Adam Marblestone is CEO of Convergent Research, a organization focused on advancing scientific breakthroughs through focused research organizations (FROs). He previously worked as a research scientist at Google DeepMind on their neuroscience team and has extensive experience across diverse fields including brain-computer interfaces, quantum computing, nanotechnology, and formal mathematics. His work bridges neuroscience and artificial intelligence, with particular interest in understanding how biological systems achieve remarkable learning efficiency.
Dwarkesh Patel hosts in-depth conversations with leading researchers, entrepreneurs, and thinkers, exploring cutting-edge developments in AI, science, and technology through detailed technical discussions.
The brain's remarkable learning efficiency doesn't come from having a superior architecture compared to neural networks, but from evolution encoding incredibly sophisticated loss functions and reward signals. (02:14) While machine learning uses mathematically simple loss functions like "predict the next token," evolution has built complex Python-like code that generates specific curricula for what different brain regions need to learn at different developmental stages. This allows the brain to bootstrap learning through very targeted reward signals that guide attention to the most relevant information for survival and social success.
Unlike large language models that predict the next token in a sequence, the cortex appears designed for omnidirectional inference - the ability to predict any subset of variables from any other subset. (03:38) This means cortical areas can fill in missing information bidirectionally, predict sensory input from motor commands, or predict motor responses from sensory input. This flexibility provides much greater generalization capability than the fixed input-output mappings used in current AI systems, enabling more efficient learning from limited data.
The brain contains two major subsystems: a learning subsystem (primarily cortex) that builds world models, and a steering subsystem (subcortical regions) with innate reward functions and reflexes. (10:09) The key insight is that parts of the learning subsystem learn to predict what the steering subsystem will do, creating a bridge between learned concepts and innate drives.

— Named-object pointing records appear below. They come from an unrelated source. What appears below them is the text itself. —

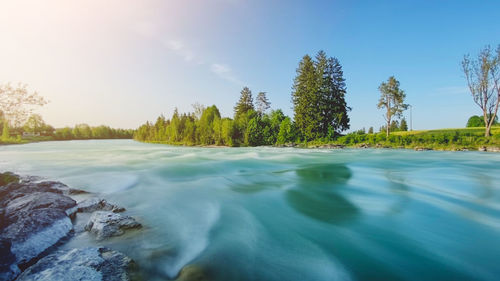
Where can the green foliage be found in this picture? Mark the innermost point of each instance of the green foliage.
(436, 139)
(319, 97)
(5, 131)
(245, 103)
(392, 100)
(84, 131)
(478, 121)
(404, 125)
(475, 121)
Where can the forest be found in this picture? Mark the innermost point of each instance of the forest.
(320, 113)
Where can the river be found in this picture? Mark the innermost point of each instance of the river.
(287, 213)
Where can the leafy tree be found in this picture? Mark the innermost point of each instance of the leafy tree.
(404, 125)
(245, 103)
(253, 134)
(475, 121)
(262, 103)
(35, 124)
(17, 103)
(483, 80)
(392, 99)
(5, 131)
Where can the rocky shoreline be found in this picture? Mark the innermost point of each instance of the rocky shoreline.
(36, 217)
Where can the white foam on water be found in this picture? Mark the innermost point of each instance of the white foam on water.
(192, 226)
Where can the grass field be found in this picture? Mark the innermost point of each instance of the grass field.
(442, 139)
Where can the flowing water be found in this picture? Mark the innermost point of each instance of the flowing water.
(286, 213)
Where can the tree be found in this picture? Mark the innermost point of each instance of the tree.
(318, 97)
(262, 104)
(17, 103)
(392, 99)
(5, 131)
(34, 124)
(244, 104)
(285, 134)
(475, 121)
(483, 80)
(404, 125)
(332, 90)
(305, 99)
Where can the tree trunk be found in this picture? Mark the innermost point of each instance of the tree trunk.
(487, 124)
(387, 128)
(487, 132)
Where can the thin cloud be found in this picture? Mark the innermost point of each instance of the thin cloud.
(150, 30)
(180, 49)
(225, 72)
(452, 90)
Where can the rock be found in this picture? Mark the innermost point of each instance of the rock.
(418, 148)
(32, 219)
(364, 145)
(107, 224)
(81, 264)
(192, 273)
(96, 204)
(8, 177)
(331, 146)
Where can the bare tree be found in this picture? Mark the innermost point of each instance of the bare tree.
(483, 77)
(17, 103)
(392, 99)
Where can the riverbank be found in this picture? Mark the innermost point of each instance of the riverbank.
(37, 217)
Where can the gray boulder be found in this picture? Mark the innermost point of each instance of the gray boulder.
(32, 219)
(99, 264)
(106, 224)
(94, 204)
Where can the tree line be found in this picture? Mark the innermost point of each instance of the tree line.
(320, 113)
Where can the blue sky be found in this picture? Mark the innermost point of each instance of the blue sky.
(122, 63)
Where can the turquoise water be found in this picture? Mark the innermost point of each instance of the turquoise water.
(285, 213)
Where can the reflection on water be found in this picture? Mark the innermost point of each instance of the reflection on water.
(318, 193)
(288, 214)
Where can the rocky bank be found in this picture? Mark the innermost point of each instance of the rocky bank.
(36, 218)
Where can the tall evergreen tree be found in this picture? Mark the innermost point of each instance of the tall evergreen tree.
(262, 103)
(244, 104)
(319, 97)
(332, 90)
(305, 99)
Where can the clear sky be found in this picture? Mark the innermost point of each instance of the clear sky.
(122, 62)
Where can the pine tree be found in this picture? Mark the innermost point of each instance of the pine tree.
(305, 99)
(244, 104)
(262, 103)
(332, 95)
(404, 125)
(319, 97)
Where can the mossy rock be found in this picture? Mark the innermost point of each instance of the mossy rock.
(192, 272)
(8, 177)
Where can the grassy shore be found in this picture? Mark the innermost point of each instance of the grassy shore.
(442, 139)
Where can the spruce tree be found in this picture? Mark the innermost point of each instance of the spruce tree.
(262, 103)
(244, 104)
(305, 99)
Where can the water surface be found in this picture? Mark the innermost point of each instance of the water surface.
(286, 213)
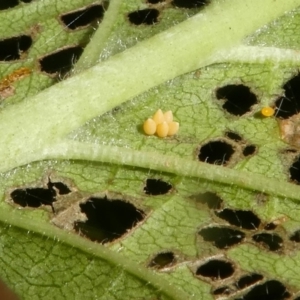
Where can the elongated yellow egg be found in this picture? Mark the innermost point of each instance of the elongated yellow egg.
(267, 111)
(168, 116)
(158, 117)
(173, 128)
(149, 127)
(162, 129)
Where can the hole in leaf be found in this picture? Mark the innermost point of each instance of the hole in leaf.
(295, 171)
(225, 290)
(248, 280)
(189, 3)
(241, 218)
(249, 150)
(216, 152)
(238, 98)
(162, 260)
(5, 4)
(62, 61)
(33, 197)
(216, 269)
(270, 290)
(107, 219)
(61, 187)
(145, 16)
(271, 241)
(212, 200)
(12, 48)
(233, 136)
(270, 226)
(222, 237)
(156, 187)
(289, 104)
(83, 17)
(295, 236)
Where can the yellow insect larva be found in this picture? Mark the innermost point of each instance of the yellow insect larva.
(162, 129)
(158, 117)
(149, 127)
(267, 111)
(173, 128)
(168, 116)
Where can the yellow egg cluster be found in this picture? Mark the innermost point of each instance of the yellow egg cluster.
(162, 124)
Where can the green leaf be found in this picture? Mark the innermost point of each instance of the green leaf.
(80, 143)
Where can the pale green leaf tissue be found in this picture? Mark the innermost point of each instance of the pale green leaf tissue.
(86, 131)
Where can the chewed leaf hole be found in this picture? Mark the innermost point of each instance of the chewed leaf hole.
(212, 200)
(289, 104)
(295, 236)
(222, 237)
(238, 99)
(242, 218)
(33, 197)
(189, 3)
(271, 241)
(107, 219)
(224, 290)
(61, 61)
(5, 4)
(162, 260)
(216, 152)
(249, 150)
(270, 290)
(13, 48)
(233, 136)
(248, 280)
(156, 187)
(82, 17)
(60, 187)
(216, 269)
(147, 16)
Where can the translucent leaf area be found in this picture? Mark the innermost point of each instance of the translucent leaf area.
(92, 207)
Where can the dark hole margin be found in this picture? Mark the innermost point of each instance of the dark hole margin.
(217, 152)
(215, 269)
(155, 187)
(13, 48)
(108, 219)
(162, 260)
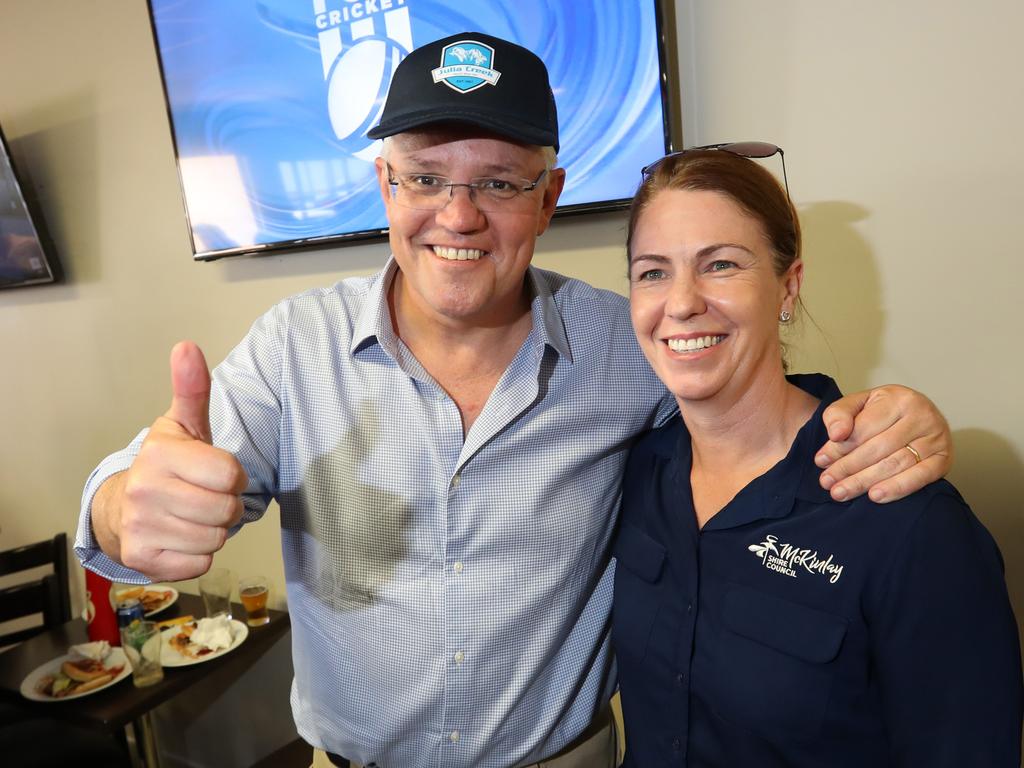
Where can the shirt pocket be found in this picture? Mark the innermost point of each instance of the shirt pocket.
(640, 562)
(774, 665)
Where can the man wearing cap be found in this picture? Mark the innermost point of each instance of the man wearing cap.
(445, 440)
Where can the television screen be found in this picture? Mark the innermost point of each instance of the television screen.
(269, 101)
(26, 256)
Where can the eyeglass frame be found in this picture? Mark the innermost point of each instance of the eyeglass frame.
(733, 147)
(473, 185)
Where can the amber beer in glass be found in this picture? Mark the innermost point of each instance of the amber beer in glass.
(254, 592)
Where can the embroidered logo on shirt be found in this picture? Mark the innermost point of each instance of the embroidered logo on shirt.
(788, 559)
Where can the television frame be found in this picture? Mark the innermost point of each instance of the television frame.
(671, 130)
(33, 217)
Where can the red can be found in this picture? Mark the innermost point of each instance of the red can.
(98, 611)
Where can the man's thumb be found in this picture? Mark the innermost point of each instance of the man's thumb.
(190, 387)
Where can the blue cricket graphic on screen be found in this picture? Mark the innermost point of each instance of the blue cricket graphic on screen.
(270, 101)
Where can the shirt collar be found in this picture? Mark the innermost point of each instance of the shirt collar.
(374, 322)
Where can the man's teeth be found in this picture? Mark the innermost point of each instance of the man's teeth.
(691, 345)
(458, 254)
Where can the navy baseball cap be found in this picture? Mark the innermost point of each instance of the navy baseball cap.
(475, 79)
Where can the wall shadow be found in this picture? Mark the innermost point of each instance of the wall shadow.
(842, 329)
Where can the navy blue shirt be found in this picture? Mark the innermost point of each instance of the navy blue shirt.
(797, 631)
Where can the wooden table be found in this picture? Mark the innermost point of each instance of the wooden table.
(123, 708)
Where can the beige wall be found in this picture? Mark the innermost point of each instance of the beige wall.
(901, 122)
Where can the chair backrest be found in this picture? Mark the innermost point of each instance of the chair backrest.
(48, 595)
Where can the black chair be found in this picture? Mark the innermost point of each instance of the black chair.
(47, 595)
(28, 740)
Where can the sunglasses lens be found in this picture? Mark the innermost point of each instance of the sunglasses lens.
(751, 148)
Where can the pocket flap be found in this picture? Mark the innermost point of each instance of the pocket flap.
(639, 553)
(787, 627)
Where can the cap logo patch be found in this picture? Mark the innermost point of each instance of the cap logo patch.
(466, 66)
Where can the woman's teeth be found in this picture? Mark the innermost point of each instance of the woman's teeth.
(691, 345)
(458, 254)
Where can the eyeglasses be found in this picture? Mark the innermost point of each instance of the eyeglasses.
(754, 150)
(428, 192)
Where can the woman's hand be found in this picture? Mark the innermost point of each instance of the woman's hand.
(867, 448)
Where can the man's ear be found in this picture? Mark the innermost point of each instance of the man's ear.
(556, 180)
(381, 168)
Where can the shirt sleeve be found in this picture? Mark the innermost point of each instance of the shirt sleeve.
(945, 645)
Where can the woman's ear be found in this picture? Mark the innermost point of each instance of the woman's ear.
(792, 280)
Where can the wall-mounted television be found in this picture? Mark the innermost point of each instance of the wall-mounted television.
(269, 101)
(27, 257)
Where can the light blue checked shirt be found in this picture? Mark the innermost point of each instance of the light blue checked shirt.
(450, 598)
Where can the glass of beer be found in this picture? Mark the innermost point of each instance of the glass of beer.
(254, 591)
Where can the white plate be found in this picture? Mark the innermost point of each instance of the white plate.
(171, 657)
(115, 657)
(118, 589)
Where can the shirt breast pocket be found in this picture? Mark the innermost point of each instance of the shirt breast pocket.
(640, 561)
(774, 664)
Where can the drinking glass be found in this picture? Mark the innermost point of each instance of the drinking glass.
(254, 591)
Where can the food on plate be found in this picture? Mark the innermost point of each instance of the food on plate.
(151, 599)
(201, 638)
(77, 676)
(167, 623)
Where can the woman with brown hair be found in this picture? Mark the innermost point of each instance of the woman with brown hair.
(757, 621)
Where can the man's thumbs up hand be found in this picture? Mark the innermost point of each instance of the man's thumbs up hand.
(172, 509)
(190, 390)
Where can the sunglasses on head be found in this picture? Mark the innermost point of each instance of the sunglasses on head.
(753, 150)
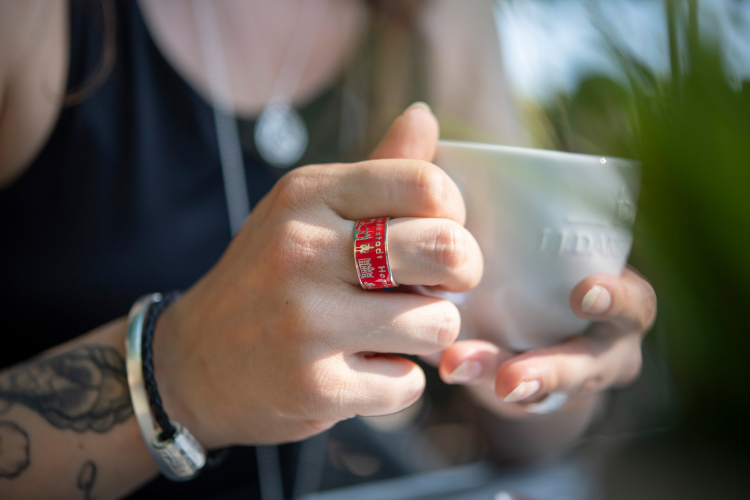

For example, when you hear "spider on your back," cortical neurons that predict the innate spider-flinch response get activated, allowing abstract concepts to trigger appropriate emotional and behavioral responses without evolution needing to anticipate every possible scenario.
While biological brains face constraints like low power consumption and inability to be copied, they may have advantages that current digital systems lack. (49:12) Neurons naturally generate stochastic samples needed for probabilistic inference, co-locate memory and computation, and can perform complex temporal computations within individual cells. The brain's energy efficiency at 20 watts compared to massive GPU clusters suggests there may be algorithmic insights about efficient computation that could be applied to future AI systems.
Mapping complete neural connections (connectomes) could provide the empirical foundation needed to test theories about brain algorithms and guide AI development. (1:08:00) While a complete human brain connectome remains expensive, mapping mouse brains and human subcortical regions could be achievable with low billions in focused investment. This biological "ground truth" data could help resolve debates about whether brains use backpropagation, energy-based models, or other learning algorithms, potentially informing the next generation of AI architectures.